Ways Twitter Can Improve Our Writing
Founded in 2006, Twitter quickly became one of the defining marks of the current web generation. With so much emphasis put on social media and social networking in the last decade, Twitter filled an important void on the internet left by MySpace and Facebook. In all its simplicity and straightforwardness, Twitter has allowed individuals to plainly express their thoughts moment by moment to the mass public. Essentially like text messaging for the internet, Twitter mastered the key concept of simplicity and vanity that every social media master seeks today. But, with huge success comes, almost always, widespread criticism. Social media hubs like Facebook and Twitter have received a significant amount of flak from various parties online for various reasons. Many argue that Twitter inspires poorly written half-thoughts for the sole purpose of self-promotion and distraction. While this may be true of some Tweets and some Twitter users, there is much more to Twitter than these critics take the time to explore. There are several insightful and worthwhile writing lessons Twitter instills in the hundreds of millions of users who use it each day.
Encouraging Concise Writing
Clear, concise thoughts are a sign of strong and intelligent writing. Though the trend in academic writing today involves endless academic jargon, complex sentence structure, and longwinded thoughts, simple writing remains highly valued. Limited to only 140 characters, Twitter forces users to create sentences that get directly to the point as clearly and as quickly as possible. Writers can often get caught up in the construction of a sentence, losing sight of the true purpose of their writing. Twitter encourages people to focus on the point of their sentence rather than the structure, language, and length of that sentence. At some point in academic writing, length and vocabulary became the perceived measure of intelligence and quality. However, this is simply not the case. Clean and concise writing is valued above all else. Twitter teaches writers to craft sentences that are succinct and brief. With limited space to convey your message, you cut out the dribble and get straight to the point.
Practice in Editing
Editing and proofreading are two aspects of writing that the internet has seemingly hindered. Because the internet works at such a fast pace, much of the writing done online is messy and rushed. Skim through the average forum or Facebook page and you are sure to come across numerous misspellings, grammatical errors, and typos. However, editing is also an area that Twitter can remedy in many ways. Editing is one of the most essential tools and skills a writer can possess. Even the roughest of first drafts can be polished and perfected into a pristine piece after the right editing tweaks. Twitter is a great resource for learning to fine-tune your writing and narrow your arguments without sacrificing your unique style. Confining yourself to 140 characters helps you create sentences that are precise and pruned, while also remaining alluring and interesting.
Teaching People to Read Their Audience
The basic principle behind rhetoric is finding a way to create material that has an intended effect on an audience or reader.
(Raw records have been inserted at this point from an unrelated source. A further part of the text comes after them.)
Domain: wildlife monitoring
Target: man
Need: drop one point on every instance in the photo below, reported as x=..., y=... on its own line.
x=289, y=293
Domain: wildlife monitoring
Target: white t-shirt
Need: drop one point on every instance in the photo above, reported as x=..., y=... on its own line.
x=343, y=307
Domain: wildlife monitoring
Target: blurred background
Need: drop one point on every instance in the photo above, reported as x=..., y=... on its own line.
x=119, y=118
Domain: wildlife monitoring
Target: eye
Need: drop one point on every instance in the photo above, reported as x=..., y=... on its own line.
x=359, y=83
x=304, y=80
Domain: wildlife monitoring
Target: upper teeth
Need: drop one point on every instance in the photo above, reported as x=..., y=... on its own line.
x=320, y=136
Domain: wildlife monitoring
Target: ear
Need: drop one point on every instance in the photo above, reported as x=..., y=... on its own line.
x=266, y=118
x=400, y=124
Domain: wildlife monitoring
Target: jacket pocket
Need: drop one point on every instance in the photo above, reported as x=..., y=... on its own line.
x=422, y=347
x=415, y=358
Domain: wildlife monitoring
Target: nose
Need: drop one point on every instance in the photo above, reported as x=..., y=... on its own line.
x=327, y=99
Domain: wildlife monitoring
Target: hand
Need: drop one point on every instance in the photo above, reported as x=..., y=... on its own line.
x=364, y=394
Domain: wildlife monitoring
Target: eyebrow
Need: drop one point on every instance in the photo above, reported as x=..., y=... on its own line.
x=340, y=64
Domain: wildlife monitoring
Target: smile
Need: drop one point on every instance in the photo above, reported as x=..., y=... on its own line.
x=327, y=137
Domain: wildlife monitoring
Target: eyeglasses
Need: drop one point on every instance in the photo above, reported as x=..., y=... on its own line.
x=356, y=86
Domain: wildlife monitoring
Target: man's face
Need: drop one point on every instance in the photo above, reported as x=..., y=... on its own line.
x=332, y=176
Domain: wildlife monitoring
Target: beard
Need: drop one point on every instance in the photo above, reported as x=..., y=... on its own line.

This is one of the most under-recognized skills that writers posses. Twitter is a wonderful tool for honing in on how you read and cater to an audience with your writing. When Tweeting, you must always be conscious of who your audience is and what they are looking for. Much of the writing that we do on social media and social networking hubs is very reader centric. We write and post things with the hope that they will be read. In this way, Twitter constantly takes into consideration what your readers want to see. While many may think this is some form of selling out, writing really is about both the writer and the reader. A writer must constantly keep their audience in mind. Often we shape our Tweets around what we think our audience wants to read and how they might interpret what we’ve written. This is great practice in persuasive rhetoric and an important writing lesson to master.